- Born: Francis Edward Corrigan 10 August 1946 (age 80) Birkenhead, England, UK
- Education: University of Cambridge
- Scientific career
- Fields: Theoretical physics
- Workplaces: University of Durham University of York
- Thesis: Amplitudes and Vertices in Dual Models (1972)
- Doctoral advisor: Ian T. Drummond David Olive
- Doctoral students: Patrick Dorey
- Website: https://www.york.ac.uk/maths/staff/ed-corrigan/

= Ed Corrigan =

British mathematician, theoretical physicist and professor

Francis Edward Corrigan (born 10 August 1946, in Birkenhead) is a British mathematician and theoretical physicist. He is professor at the University of York.

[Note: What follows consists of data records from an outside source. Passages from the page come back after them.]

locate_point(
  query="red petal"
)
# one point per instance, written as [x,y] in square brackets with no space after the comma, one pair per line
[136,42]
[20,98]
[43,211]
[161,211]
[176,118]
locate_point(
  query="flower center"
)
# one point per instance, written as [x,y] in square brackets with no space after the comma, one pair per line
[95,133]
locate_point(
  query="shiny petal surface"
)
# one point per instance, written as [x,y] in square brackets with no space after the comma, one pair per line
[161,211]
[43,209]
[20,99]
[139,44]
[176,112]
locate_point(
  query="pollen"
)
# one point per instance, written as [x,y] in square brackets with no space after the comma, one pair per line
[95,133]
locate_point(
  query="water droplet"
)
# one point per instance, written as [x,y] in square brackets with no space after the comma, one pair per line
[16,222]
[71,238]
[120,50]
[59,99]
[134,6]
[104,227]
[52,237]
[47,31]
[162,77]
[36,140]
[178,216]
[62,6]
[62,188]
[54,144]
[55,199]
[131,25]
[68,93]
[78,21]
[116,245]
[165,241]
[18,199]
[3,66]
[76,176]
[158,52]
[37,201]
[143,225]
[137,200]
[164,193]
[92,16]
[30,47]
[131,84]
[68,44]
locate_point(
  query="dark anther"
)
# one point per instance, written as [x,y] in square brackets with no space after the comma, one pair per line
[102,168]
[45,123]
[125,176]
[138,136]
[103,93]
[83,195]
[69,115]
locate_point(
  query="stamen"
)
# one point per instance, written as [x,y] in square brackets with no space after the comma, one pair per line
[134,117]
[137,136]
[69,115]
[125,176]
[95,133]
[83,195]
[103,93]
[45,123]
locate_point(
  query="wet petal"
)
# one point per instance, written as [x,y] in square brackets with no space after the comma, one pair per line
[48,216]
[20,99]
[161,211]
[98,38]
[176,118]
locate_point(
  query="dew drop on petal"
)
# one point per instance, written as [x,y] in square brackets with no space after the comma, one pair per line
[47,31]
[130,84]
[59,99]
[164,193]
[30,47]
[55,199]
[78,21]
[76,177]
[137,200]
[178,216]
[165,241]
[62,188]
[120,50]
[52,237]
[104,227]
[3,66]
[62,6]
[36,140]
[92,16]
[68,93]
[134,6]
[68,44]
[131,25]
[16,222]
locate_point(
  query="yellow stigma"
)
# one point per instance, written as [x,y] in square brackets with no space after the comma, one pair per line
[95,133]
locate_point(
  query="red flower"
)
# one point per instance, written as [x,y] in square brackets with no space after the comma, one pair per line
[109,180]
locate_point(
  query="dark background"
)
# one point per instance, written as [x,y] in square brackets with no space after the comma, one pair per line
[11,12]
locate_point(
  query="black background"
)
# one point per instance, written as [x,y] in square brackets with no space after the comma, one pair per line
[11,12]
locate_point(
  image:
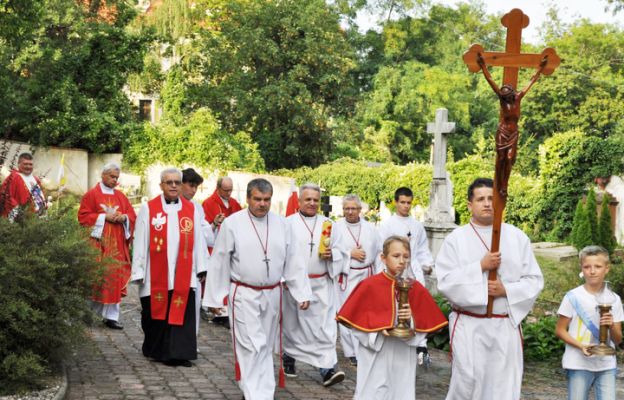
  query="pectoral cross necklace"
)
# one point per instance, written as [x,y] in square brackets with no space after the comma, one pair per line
[265,245]
[311,244]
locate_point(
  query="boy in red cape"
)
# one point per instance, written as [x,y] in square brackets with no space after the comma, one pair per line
[386,364]
[109,214]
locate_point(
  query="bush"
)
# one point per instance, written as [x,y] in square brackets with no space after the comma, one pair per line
[46,275]
[605,233]
[581,230]
[568,161]
[540,342]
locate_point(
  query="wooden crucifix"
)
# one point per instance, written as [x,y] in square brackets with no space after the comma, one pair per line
[477,59]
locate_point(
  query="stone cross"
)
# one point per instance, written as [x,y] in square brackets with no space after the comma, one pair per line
[440,209]
[439,129]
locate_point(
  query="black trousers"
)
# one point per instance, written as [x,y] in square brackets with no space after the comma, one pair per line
[164,342]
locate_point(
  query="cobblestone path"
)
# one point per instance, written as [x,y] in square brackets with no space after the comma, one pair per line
[110,366]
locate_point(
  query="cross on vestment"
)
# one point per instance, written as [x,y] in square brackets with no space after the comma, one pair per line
[186,228]
[477,59]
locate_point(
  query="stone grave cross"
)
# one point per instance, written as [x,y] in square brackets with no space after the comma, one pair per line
[441,195]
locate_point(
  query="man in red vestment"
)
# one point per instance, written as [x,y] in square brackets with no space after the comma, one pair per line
[217,208]
[21,188]
[111,218]
[169,256]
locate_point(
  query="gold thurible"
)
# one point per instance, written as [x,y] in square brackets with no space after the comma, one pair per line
[402,328]
[603,349]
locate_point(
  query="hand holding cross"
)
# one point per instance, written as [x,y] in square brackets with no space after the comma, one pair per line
[477,59]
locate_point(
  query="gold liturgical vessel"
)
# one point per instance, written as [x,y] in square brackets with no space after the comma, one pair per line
[403,328]
[605,298]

==Early life and education==
Corrigan attended St Bede's College, Manchester and earned a BA (1968) and PhD (1972) at the University of Cambridge.

==Career==
He was Addison Wheeler Fellow in the Department of Mathematical Sciences Durham University 1972–74, CERN Fellow 1974–75, and returned to work at Durham from 1976 to 1999 (including as Head of Department 1996–98). He then moved to the University of York where he was Head of Department of Mathematics 1999–2004, 2005–2007 and 2011–2015. He served as Principal of Collingwood College, Durham, from 2008 to 2011.